Gander Mountain online store officially opened in August 2008.

Following the closure of all Gander Mountain stores, 69 stores in 22 states reopened under the Gander Outdoors name.

== Gun sales ==
Gander Mountain called itself the top seller of new and used firearms in the United States. Starting in 2010, it had opened six Gander Mountain Academy and Firearms Supercenters, originally called “gun world”, where it estimated that over 250,000 people had received training.

== Legal ==

Gander Mountain sold its mail order business to Cabela's in 1996 with a no-compete clause. In 2007 it won a lawsuit brought by Cabela's to resume online sales. On December 6, 2007, the company announced it purchased boating and watersports catalog company Overton's for $70 million (~$ in ) from a private-equity firm. The purchase of Overton's, based in Greenville, North Carolina, helped Gander Mountain's transition back into direct marketing.
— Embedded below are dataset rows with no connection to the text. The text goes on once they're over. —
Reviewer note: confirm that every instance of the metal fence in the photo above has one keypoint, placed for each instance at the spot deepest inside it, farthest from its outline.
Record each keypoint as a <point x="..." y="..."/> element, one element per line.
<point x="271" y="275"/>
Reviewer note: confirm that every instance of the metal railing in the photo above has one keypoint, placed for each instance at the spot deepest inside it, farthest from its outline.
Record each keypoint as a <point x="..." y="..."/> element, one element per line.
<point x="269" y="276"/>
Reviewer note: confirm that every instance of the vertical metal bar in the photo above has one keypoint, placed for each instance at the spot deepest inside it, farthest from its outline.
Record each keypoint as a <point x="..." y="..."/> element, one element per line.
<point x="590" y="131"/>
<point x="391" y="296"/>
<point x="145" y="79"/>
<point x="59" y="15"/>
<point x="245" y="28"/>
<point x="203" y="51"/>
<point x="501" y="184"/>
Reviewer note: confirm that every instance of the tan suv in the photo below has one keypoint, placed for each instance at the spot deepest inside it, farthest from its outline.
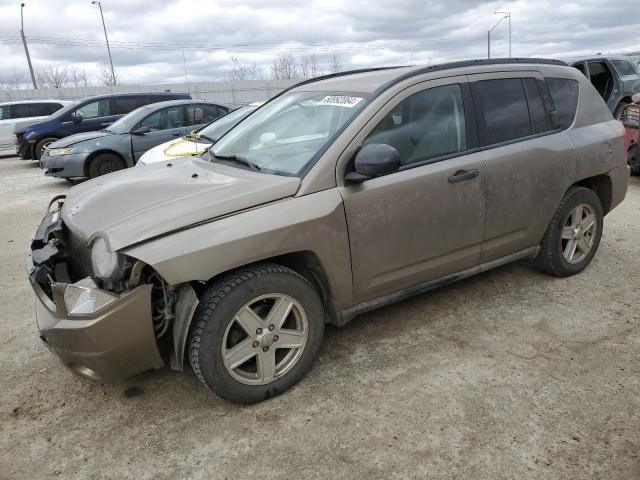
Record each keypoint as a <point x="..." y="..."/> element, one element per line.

In December 2013, Gander Mountain brought suit against Cabela's claiming that the competitor was illegally using domain names related to its business. The lawsuit accused Cabela's of "violating federal and state statutes as well as common law." Additionally Gander Mountain claimed that Cabela's was in violation of the federal Anticybersquatting Consumer Protection Act, trademark infringement and trademark dilution.

=== Bankruptcy ===
In March 2017, Gander Mountain voluntarily filed for Chapter 11 bankruptcy. The retail chain decided to close 32 stores in 11 states. The company then began to seek a buyer; however, there was initially limited interest from potential buyers. Store closures began in April; the affected stores held inventory liquidation sales.